Ich hatte schon das Gefühl ihren heißen Atem in meinem Genick zu spüren und in meiner Lunge brannte jeder Atemzug, als ich mich entschloß, einfach eine der Türen auszuprobieren, an denen ich die ganze Zeit vorbeirannte. Ich wurde langsamer, entschied mich für eine Tür zu meiner Linken, riß sie auf und stolperte hinein ins Ungewisse. Ich hatte Glück, es war kein weiterer Klassensaal. Vielmehr stand ich zwischen zwei Bücherregalen, die bis zur Decke etwa zwei Meter über mir gingen und völlig vollgestopft waren. Licht spendeten hier weiße Neonröhren mit brummenden Kondensatoren, die in regelmäßigen Abständen zwischen den Regalen hingen. Ich hatte erstmal keine Zeit mir die Bücher anzusehen. Meine Verfolger waren mir zu dicht auf den Fersen. Schnell atmend lief ich weiter. Bog erstmal in einen Seitengang und beschleunigte wieder meine Schritte, als ich hörte, daß die Tür aufgestoßen wurde und die Dinger schimpfend den Raum betraten. Schnell hatte ich den Überblick verloren, wo ich mich befand. Ich hatte zahlreiche Ecken, Kurven und Kreuzgänge hinter mir, immer nur darauf bedacht, dem wütenden Geschnatter so weit wie möglich auszu-weichen. Dies war mir bis jetzt auch gelungen, doch mußte ich frustriert feststellen, daß ich mich hoffnungslos verlaufen hatte. Der Raum war gewaltig. Über und über gefüllt mit Regalen, in denen Tausende von Büchern lagen. Hier und da hatte ich einen Blick darauf geworfen. Das meiste erschien mir sehr langweilig und konnte mir in keinster Weise weiterhelfen. Verzweifelt suchte ich nach einem Ausweg. Doch egal um welche Ecke ich bog, dahinter warteten Stapel von Büchern, die mich förmlich erschlugen. Ich konnte schon keine Bücher mehr sehen. Mir wurde übel. Ich bekam Platzangst. Raus hier, nur raus. Weg mit dem Müll. Aus dem Weg. Ich brauche Platz, Platz. Luft zum atmen. Frei atmen. Warum nicht einfach durch die Wand? Wenn ich lange genug dagegenschlage, würde sie schon einbrechen. Irgendwann.
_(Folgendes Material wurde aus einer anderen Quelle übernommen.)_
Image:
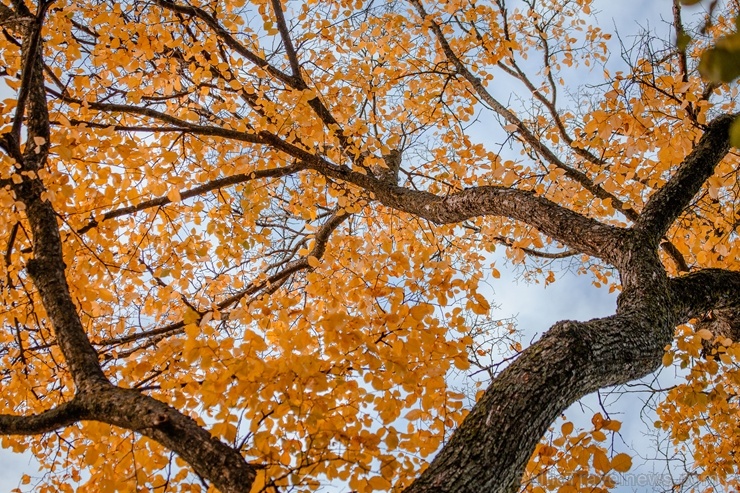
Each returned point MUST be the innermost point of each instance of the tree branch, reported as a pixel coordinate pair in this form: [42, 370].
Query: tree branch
[665, 205]
[490, 449]
[194, 192]
[63, 415]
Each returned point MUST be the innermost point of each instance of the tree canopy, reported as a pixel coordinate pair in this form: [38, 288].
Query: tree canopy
[245, 244]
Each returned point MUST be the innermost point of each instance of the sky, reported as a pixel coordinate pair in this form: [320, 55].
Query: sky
[535, 306]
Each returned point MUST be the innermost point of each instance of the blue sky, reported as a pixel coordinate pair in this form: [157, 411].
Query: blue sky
[536, 307]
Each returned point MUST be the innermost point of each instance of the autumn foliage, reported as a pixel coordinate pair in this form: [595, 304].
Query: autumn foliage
[276, 224]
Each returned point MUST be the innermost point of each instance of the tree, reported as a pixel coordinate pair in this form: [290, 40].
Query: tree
[247, 240]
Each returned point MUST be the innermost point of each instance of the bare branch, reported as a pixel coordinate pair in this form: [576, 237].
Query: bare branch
[665, 205]
[194, 192]
[63, 415]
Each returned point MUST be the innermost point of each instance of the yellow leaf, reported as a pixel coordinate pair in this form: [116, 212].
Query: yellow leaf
[601, 461]
[566, 428]
[622, 462]
[705, 334]
[173, 195]
[667, 359]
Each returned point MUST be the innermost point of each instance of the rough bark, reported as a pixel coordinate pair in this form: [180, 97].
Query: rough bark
[490, 449]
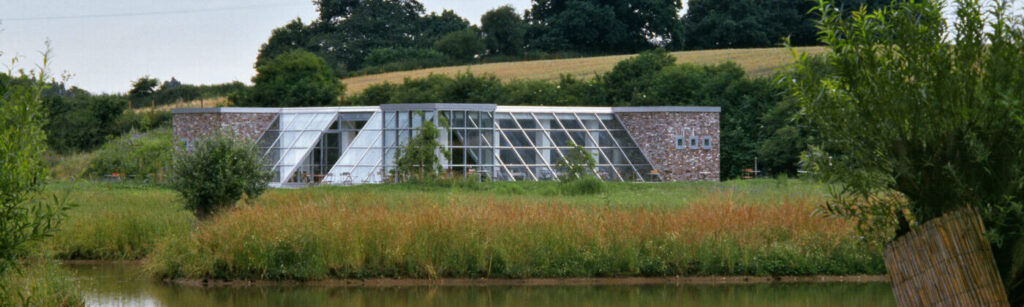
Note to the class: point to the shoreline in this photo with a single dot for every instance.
(483, 281)
(397, 282)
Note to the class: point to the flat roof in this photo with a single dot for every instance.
(454, 106)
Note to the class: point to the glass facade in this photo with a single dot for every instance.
(353, 147)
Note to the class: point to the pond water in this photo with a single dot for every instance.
(118, 284)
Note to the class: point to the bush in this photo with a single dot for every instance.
(920, 122)
(297, 78)
(40, 283)
(135, 156)
(583, 186)
(577, 164)
(462, 45)
(25, 216)
(215, 174)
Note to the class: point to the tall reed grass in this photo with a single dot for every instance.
(39, 283)
(760, 228)
(116, 221)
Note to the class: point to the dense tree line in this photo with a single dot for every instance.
(371, 36)
(756, 119)
(80, 121)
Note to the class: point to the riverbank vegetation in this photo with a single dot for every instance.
(40, 282)
(466, 229)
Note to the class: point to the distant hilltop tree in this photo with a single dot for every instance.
(297, 78)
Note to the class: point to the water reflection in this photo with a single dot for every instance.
(116, 284)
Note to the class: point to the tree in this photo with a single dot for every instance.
(918, 121)
(215, 174)
(504, 31)
(577, 164)
(25, 217)
(295, 35)
(367, 25)
(461, 45)
(745, 24)
(434, 27)
(143, 87)
(297, 78)
(418, 160)
(605, 26)
(628, 76)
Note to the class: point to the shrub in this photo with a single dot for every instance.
(922, 120)
(583, 186)
(25, 217)
(216, 173)
(418, 160)
(297, 78)
(577, 164)
(462, 45)
(136, 156)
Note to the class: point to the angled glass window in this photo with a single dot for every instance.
(525, 121)
(568, 121)
(610, 122)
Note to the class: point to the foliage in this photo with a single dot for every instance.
(649, 79)
(930, 114)
(26, 216)
(745, 24)
(504, 31)
(462, 45)
(582, 186)
(134, 156)
(604, 25)
(294, 35)
(143, 87)
(351, 29)
(508, 229)
(418, 159)
(117, 221)
(80, 121)
(434, 27)
(577, 164)
(216, 172)
(628, 76)
(40, 283)
(296, 78)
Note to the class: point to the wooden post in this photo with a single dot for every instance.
(945, 262)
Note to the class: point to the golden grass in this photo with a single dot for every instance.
(757, 62)
(203, 102)
(339, 233)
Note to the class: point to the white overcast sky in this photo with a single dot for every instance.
(108, 44)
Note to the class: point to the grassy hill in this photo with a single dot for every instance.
(757, 62)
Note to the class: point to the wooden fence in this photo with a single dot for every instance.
(945, 262)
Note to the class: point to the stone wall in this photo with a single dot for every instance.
(656, 133)
(249, 126)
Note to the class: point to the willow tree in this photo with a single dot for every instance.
(26, 215)
(919, 120)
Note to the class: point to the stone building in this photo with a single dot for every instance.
(356, 144)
Stop. Ich durfte den Verstand nicht verlieren. Nicht verlieren. Das war genau das, was sie wollten. Dann war ich leichte Beute. Sie würden ein schreiendes Bündel finden und würden es auflesen wie eine gefallene, überreife Birne. Ruhig bleiben, ich mußte nur ruhig bleiben.
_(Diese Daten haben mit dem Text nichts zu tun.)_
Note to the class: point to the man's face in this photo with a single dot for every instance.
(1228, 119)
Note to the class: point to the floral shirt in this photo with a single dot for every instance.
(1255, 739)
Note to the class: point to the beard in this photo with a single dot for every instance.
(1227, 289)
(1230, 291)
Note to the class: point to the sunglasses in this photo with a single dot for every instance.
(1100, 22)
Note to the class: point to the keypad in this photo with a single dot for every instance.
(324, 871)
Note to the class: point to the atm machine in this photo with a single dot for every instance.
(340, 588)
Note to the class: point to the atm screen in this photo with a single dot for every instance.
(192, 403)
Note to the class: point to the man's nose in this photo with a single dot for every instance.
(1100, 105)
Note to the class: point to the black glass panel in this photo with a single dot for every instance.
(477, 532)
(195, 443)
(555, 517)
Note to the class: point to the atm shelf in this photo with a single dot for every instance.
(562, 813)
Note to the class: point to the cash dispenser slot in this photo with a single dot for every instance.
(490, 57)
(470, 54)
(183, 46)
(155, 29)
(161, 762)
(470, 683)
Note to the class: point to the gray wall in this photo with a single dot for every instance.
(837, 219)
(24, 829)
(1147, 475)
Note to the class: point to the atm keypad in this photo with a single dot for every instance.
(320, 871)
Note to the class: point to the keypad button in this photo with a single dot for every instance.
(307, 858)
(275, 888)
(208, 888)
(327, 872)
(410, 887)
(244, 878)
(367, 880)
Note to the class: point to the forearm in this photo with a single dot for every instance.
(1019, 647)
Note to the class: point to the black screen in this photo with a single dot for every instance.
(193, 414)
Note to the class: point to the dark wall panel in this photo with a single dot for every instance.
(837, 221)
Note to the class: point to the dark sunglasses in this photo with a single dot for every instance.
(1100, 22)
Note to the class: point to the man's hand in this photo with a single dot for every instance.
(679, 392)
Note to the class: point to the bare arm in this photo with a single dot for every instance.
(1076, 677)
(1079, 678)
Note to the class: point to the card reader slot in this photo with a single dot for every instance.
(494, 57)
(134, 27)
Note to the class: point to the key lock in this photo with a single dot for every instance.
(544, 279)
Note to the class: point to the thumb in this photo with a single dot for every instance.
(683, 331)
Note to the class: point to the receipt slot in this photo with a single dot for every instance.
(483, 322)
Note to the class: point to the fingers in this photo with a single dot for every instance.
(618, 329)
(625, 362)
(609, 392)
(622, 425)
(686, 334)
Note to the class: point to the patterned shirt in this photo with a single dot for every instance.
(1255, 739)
Ich war weitergelaufen, hatte einige Bücher aus dem Regal geworfen. Jetzt zitterte ich. Hoffte, nicht geschrien zu haben. Eine schnatternde Stimme näherte sich. Verdammt, ich hatte mich verraten. Langsam, vorsichtig tastend bewegte ich mich rückwärts, weg von der Stimme, die sich schnell näherte. Würde ich es schaffen?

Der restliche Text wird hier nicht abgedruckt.